Après Le Dieu vagabond (2019), Fabrizio Dori continue l’épopée du satyre Eustis avec Le Fils de Pan. Comme le premier volume, cette suite est un enchantement visuel .

N’en déplaise à Nietzsche, Dieu n’est pas mort dans l’univers enchanté de Fabrizio Dori. Sa dernière collaboration en date avec Jacky Beneteaud pour Le Divin scénario (2021), faisait parcourir à l’ange Gabriel les grandes étapes de la culture occidentale à la recherche de Marie. Les clins d’œil littéraires et picturaux étaient légion, de L’Odyssée à Madame Bovary en passant par le tableau de L’escarpolette de Fragonard. Dans Le fils de Pan, les clins d’oeil sont présents mais plus subtils et personnels. Fabrizio Dori, en parfait italien, rend hommage à la culture gréco-latine. Même si son satyre Eustis ère dans l’Italie moderne, le souffle des anciens Dieu se fait encore sentir.
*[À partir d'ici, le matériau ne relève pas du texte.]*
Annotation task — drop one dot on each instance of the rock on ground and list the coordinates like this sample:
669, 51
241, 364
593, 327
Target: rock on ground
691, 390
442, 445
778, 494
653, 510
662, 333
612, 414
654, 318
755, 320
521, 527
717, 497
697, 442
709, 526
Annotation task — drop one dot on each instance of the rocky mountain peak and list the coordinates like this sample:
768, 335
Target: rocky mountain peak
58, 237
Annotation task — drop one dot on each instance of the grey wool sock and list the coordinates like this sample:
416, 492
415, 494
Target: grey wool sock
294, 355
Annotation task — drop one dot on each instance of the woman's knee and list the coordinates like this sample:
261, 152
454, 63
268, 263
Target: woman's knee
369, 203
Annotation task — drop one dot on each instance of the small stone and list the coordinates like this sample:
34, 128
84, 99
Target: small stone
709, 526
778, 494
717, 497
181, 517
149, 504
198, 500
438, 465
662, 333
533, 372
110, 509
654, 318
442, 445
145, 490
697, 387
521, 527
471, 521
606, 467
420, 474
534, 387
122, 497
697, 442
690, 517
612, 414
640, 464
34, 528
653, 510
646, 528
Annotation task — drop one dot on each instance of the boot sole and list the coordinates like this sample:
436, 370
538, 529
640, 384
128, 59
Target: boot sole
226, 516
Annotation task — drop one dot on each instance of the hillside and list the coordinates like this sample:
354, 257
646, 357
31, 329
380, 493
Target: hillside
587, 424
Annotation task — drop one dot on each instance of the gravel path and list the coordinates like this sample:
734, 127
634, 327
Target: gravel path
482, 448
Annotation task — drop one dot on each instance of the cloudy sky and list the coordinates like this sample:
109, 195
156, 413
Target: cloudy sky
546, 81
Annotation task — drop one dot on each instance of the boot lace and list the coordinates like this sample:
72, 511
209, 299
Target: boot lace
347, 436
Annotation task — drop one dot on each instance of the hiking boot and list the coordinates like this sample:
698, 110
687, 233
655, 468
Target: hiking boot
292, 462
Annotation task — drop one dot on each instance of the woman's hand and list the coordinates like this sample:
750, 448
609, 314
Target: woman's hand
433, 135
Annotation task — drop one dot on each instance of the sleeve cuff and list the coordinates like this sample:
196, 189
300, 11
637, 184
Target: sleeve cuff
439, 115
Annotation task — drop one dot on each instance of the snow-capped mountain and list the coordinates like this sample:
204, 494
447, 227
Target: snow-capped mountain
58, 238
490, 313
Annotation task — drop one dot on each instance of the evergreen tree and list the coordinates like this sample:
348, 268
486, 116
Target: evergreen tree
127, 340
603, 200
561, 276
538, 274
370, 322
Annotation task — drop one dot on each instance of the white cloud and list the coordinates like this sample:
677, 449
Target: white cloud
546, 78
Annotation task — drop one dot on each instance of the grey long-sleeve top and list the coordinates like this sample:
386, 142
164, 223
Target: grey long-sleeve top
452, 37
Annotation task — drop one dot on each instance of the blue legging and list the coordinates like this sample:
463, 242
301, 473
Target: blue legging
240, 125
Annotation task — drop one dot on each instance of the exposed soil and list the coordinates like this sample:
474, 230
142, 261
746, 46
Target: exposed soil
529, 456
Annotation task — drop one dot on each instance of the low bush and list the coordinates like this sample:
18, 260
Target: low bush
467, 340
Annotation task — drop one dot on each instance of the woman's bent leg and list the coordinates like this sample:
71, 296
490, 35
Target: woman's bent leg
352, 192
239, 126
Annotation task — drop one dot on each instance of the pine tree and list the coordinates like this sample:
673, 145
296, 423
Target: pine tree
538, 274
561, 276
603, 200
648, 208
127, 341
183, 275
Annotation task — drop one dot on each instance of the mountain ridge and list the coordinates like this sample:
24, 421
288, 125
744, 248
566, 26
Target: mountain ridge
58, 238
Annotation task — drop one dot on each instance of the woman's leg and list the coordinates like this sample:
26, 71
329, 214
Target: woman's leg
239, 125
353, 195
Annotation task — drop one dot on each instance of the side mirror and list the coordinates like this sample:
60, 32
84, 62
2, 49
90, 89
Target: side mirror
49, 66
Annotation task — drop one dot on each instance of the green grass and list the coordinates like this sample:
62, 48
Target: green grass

© Fabrizio Dori / Sarbacane

Plénitude passée

Depuis qu’Artémis l’a punit pour avoir poursuivit une de ses nymphes, Eustis cherche désespérément à rejoindre le cortège de Dionysos auquel il appartient. Mais la dernière fois qu’il a vu son groupe s’adonner aux joies des Anthéstéries – fête des morts données en l’honneur de Dionysos – il n’a pas pu suivre la troupe au fond du lac dans lequel elle s’est enfoncée. En attendant de se raccrocher au cortège une bonne fois pour toute, il donne ses conseils en tant que devin aux pieds d’un panneau publicitaire à l’orée d’un champ de tournesols. En prime, Séléné, Déesse de la Lune, l’a chargé de s’occuper de son fils, et ce rôle de baby-sitter contraint le satyre dans sa quête.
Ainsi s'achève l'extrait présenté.